DVRSearch is a service running by default on the IOBox listening for UDP messages on port 10001. Any user on the network can send messages to this service and interact with it.

Upon receiving a UDP message, the server reads at most 1460 bytes into a local buffer and a pointer to the buffer is stored in a global variable:

Net Mask field stack overflow

The following code is vulnerable to a stack overflow that is attacker-controlled:

  v6 = strlen(g_network_config->net_mask);

  memcpy(&reply_buf[184], g_network_config->net_mask, v6);

Weakness

A stack-based buffer overflow condition is a condition where the buffer being overwritten is allocated on the stack (i.e., is a local variable or, rarely, a parameter to a function).

Potential Mitigations

  • Use automatic buffer overflow detection mechanisms that are offered by certain compilers or compiler extensions.

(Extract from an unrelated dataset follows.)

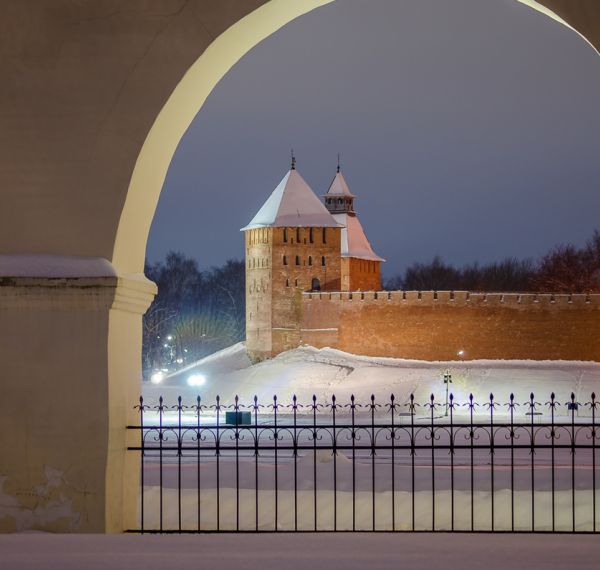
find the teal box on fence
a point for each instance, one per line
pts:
(238, 418)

Examples include: the Microsoft Visual Studio /GS flag, Fedora/Red Hat FORTIFY_SOURCE GCC flag, StackGuard, and ProPolice, which provide various mechanisms including canary-based detection and range/index checking.
  • D3-SFCV (Stack Frame Canary Validation) from D3FEND [REF-1334] discusses canary-based detection in detail.
  • Run or compile the software using features or extensions that randomly arrange the positions of a program’s executable and libraries in memory. Because this makes the addresses unpredictable, it can prevent an attacker from reliably jumping to exploitable code.
  • Examples include Address Space Layout Randomization (ASLR) [REF-58] [REF-60] and Position-Independent Executables (PIE) [REF-64]. Imported modules may be similarly realigned if their default memory addresses conflict with other modules, in a process known as “rebasing” (for Windows) and “prelinking” (for Linux) [REF-1332] using randomly generated addresses. ASLR for libraries cannot be used in conjunction with prelink since it would require relocating the libraries at run-time, defeating the whole purpose of prelinking.